Data scientists put in long hours to prepare information
08/24/2014 8:00 PM
08/25/2014 4:43 AM
Technology revolutions come in measured, sometimes foot-dragging steps. The lab science and marketing enthusiasm tend to underestimate the bottlenecks to progress that must be overcome with hard work and practical engineering.
The field known as Big Data offers a contemporary case study. The catchphrase stands for the modern abundance of digital data from many sources – the Web, sensors, smartphones and corporate databases – that can be mined with clever software for discoveries and insights. Its promise is smarter, data-driven decision-making in every field. That’s why data scientist is the economy’s hot new job.
Yet far too much handcrafted work – what data scientists call “data wrangling,” “data munging” and “data janitor work” – is still required.

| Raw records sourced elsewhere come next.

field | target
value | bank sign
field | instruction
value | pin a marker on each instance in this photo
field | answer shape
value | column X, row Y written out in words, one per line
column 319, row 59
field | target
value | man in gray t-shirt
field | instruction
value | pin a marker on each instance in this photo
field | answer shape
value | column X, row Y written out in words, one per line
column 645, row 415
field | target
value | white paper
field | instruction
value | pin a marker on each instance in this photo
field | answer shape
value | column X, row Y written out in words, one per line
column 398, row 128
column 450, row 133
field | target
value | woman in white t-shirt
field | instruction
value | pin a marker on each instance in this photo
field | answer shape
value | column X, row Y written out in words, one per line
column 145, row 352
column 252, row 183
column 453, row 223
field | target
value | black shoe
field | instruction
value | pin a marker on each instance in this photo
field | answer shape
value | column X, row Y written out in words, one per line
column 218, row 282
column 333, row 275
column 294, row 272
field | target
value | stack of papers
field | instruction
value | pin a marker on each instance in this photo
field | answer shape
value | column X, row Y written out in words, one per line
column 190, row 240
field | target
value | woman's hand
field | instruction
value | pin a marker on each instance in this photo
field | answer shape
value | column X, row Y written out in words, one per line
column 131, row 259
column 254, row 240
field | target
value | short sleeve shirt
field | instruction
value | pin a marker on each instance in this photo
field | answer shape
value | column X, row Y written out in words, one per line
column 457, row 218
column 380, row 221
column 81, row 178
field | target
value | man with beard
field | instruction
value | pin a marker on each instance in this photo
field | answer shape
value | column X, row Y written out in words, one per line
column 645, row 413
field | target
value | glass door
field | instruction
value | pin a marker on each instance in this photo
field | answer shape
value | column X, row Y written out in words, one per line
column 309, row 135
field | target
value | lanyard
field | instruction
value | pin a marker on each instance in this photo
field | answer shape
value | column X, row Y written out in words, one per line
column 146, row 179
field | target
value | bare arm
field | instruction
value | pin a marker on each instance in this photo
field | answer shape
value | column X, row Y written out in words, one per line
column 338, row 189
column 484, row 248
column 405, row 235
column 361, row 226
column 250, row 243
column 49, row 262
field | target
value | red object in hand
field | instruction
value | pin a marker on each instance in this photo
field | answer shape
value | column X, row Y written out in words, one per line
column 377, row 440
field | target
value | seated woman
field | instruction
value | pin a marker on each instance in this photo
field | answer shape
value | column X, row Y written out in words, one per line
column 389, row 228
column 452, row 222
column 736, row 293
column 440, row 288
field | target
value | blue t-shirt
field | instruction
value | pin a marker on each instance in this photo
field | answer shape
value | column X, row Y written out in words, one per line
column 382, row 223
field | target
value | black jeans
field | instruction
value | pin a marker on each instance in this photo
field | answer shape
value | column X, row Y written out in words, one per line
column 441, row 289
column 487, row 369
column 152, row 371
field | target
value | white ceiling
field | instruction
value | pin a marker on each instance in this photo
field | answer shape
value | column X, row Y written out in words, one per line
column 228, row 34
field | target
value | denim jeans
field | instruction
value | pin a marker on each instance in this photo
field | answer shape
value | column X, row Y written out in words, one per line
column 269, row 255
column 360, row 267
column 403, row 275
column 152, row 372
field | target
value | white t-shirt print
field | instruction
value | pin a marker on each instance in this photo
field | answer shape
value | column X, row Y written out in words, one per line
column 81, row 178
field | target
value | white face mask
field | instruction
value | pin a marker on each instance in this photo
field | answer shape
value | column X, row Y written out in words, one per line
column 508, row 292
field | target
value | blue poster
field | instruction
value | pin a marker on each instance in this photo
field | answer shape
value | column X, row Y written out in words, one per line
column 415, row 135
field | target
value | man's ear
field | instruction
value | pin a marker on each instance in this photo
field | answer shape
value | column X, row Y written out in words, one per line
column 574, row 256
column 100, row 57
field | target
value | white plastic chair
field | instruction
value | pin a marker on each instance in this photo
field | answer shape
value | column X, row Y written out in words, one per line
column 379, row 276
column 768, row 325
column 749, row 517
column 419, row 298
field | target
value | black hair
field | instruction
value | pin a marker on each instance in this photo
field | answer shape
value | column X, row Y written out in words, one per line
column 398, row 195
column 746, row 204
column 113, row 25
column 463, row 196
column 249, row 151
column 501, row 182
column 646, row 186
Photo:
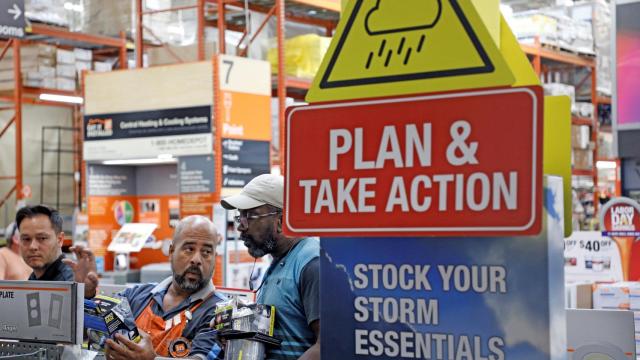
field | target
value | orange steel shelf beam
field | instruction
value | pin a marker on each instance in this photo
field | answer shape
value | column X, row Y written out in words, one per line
column 300, row 19
column 582, row 172
column 29, row 95
column 576, row 120
column 76, row 36
column 539, row 50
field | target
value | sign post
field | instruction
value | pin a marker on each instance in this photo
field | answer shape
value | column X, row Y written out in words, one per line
column 404, row 165
column 12, row 21
column 419, row 163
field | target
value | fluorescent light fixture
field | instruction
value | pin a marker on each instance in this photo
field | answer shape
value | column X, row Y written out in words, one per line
column 161, row 159
column 603, row 165
column 62, row 98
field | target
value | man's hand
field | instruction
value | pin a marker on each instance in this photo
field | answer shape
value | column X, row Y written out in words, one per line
column 127, row 349
column 84, row 269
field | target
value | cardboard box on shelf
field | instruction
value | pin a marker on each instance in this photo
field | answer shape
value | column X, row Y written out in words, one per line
column 36, row 50
column 605, row 145
column 82, row 54
column 65, row 84
column 102, row 66
column 49, row 83
column 582, row 159
column 65, row 57
column 579, row 295
column 66, row 71
column 580, row 136
column 303, row 55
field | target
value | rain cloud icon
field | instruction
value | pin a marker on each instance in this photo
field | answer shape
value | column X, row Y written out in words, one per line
column 383, row 19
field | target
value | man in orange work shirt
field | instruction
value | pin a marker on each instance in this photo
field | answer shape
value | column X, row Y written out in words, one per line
column 173, row 316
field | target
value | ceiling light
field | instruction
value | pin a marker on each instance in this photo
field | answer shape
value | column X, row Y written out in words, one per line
column 61, row 98
column 606, row 165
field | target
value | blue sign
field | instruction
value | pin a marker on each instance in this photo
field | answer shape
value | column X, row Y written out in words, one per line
column 445, row 298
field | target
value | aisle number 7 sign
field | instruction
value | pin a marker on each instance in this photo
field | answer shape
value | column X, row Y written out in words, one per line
column 465, row 163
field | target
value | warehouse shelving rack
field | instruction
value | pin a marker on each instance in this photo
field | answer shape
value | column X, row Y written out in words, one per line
column 545, row 59
column 20, row 94
column 214, row 13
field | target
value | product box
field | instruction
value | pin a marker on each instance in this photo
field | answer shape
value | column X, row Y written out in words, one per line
column 83, row 65
column 49, row 83
column 579, row 296
column 66, row 71
column 83, row 55
column 605, row 145
column 582, row 159
column 257, row 318
column 104, row 317
column 580, row 136
column 621, row 296
column 100, row 66
column 65, row 84
column 37, row 50
column 65, row 57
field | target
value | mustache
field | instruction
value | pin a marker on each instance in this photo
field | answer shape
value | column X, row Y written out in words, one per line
column 194, row 270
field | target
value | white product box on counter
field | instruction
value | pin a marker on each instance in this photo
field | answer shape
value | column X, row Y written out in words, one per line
column 621, row 295
column 65, row 84
column 65, row 57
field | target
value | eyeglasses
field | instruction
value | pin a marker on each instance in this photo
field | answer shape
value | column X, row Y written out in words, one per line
column 244, row 219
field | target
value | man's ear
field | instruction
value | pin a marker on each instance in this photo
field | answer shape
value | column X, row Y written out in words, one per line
column 60, row 238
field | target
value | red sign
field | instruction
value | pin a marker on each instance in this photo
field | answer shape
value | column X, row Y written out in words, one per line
column 621, row 217
column 464, row 164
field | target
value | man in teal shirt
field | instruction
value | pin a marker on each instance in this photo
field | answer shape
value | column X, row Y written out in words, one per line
column 292, row 282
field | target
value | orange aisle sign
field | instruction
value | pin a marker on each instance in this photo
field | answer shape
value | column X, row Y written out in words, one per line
column 26, row 192
column 451, row 164
column 387, row 48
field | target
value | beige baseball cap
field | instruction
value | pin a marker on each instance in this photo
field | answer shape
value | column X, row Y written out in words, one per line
column 263, row 189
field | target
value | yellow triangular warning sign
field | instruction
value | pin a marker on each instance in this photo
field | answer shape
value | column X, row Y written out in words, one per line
column 393, row 47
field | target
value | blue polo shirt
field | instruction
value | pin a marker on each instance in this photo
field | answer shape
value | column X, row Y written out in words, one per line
column 203, row 338
column 292, row 285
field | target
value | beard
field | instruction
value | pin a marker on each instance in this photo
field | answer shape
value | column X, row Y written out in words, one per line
column 258, row 251
column 188, row 285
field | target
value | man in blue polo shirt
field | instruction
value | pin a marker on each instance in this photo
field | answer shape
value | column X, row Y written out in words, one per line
column 173, row 316
column 292, row 282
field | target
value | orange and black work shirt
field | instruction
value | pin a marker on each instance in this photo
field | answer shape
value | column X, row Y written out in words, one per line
column 169, row 328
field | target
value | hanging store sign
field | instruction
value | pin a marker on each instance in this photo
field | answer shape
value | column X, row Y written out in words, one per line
column 621, row 217
column 242, row 160
column 244, row 117
column 465, row 163
column 141, row 134
column 12, row 21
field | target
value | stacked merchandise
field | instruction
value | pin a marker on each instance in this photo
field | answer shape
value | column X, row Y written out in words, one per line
column 105, row 18
column 65, row 70
column 620, row 296
column 598, row 12
column 45, row 66
column 83, row 61
column 303, row 55
column 54, row 12
column 553, row 27
column 581, row 154
column 38, row 67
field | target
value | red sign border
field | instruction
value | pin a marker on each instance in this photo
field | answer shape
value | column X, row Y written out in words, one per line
column 409, row 231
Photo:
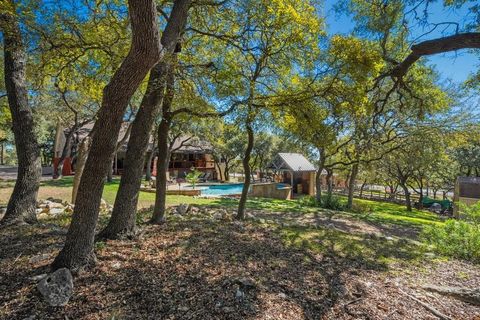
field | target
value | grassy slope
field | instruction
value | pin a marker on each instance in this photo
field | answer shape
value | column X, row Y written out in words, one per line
column 374, row 212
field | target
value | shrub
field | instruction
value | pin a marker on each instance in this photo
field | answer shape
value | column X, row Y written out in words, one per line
column 457, row 238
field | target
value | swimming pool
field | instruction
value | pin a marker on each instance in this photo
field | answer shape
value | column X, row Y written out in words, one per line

Data scientists, according to interviews and expert estimates, spend from 50 to 80 percent of their time mired in this more mundane labor of collecting and preparing unruly digital data, before it can be explored for useful nuggets.
“Data wrangling is a huge – and surprisingly so – part of the job,” said Monica Rogati, vice president for data science at Jawbone, whose sensor-filled wristband and software track activity, sleep and food consumption, and suggest dietary and health tips based on the numbers. “It’s something that is not appreciated by data civilians. At times, it feels like everything we do.”
Taming the data
Several startups are trying to break through these big data bottlenecks by developing software to automate the gathering, cleaning and organizing of disparate data, which is plentiful but messy. The modern Wild West of data needs to be tamed somewhat so it can be recognized and exploited by a computer program.

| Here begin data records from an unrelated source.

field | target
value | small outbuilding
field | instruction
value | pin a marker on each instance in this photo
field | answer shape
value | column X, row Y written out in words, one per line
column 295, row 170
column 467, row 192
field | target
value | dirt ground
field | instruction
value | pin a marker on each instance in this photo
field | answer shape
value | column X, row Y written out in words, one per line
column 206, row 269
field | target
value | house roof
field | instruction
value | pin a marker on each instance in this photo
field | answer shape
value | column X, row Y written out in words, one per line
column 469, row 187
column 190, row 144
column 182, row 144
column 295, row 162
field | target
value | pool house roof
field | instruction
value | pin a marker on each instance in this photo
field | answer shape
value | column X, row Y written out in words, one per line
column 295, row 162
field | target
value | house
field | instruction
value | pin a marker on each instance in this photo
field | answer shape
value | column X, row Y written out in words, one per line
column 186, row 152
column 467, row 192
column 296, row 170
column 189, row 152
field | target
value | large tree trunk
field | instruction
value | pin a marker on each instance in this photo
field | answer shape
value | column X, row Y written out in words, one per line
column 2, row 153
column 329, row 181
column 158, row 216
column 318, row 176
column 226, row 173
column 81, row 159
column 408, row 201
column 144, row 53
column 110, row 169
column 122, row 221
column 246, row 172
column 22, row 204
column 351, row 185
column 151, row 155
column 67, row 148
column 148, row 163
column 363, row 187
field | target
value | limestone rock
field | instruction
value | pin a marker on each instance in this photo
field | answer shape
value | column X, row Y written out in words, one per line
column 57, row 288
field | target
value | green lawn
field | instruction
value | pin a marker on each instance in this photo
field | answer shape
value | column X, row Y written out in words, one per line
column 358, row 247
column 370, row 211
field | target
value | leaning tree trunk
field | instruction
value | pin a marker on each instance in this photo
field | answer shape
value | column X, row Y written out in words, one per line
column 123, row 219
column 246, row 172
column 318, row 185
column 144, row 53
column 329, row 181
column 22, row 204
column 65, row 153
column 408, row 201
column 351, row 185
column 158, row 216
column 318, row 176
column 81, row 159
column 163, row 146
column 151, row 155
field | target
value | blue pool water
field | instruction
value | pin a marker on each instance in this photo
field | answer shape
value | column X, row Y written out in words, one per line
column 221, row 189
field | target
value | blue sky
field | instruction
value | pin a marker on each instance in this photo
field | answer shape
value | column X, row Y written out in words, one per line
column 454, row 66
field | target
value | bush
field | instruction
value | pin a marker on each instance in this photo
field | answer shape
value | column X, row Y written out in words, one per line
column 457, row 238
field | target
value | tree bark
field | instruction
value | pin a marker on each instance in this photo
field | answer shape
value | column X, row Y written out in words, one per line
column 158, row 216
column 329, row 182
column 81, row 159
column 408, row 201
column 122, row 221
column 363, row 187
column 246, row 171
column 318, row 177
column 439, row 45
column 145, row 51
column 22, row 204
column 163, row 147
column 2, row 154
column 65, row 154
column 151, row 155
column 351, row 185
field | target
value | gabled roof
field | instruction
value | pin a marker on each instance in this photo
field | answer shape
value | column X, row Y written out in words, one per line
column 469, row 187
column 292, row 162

“It’s an absolute myth that you can send an algorithm over raw data and have insights pop up,” said Jeffrey Heer, a professor of computer science at the University of Washington and a co-founder of Trifacta, a San Francisco-based startup.
Timothy Weaver, the chief information officer of Del Monte Foods, calls the predicament of data wrangling big data’s “iceberg” issue, meaning attention is focused on the end result that is seen rather than all the unseen toil beneath. But it is a problem born of opportunity. Increasingly, there are many more sources of data to tap that can deliver clues about a company’s business, Weaver said.
In the food industry, he explained, the data available today could include production volumes, location data on shipments, weather reports, retailers’ daily sales and social network comments, parsed for signals of shifts in sentiment and demand.
The result, Weaver said, is being able to see each stage of a business in greater detail than in the past, to tailor product plans and trim inventory. “The more visibility you have, the more intelligent decisions you can make,” he said.
But if the value comes from combining different data sets, so does the headache. Data from sensors, documents, the Web and conventional databases all come in different formats. Before a software algorithm can go looking for answers, the data must be cleaned up and converted into a unified form that the algorithm can understand.
The big data challenge today fits a familiar pattern in computing. A new technology emerges, and initially it is mastered by an elite few. But with time, ingenuity and investment, the tools get better, the economics improve, business practices adapt, and the technology eventually gets diffused and democratized into the mainstream.
In software, for example, the early programmers were a priesthood who understood the inner workings of the machine. But the door to programming was steadily opened to more people over the years with higher-level languages from Fortran to Java, and even simpler tools like spreadsheets.
Spreadsheets made financial math and simple modeling accessible to millions of nonexperts in business. John Akred, chief technology officer at Silicon Valley Data Science, a consulting firm, sees something similar in the modern data world, as the software tools improve.
“We are witnessing the beginning of that revolution now, of making these data problems addressable by a far larger audience,” Akred said.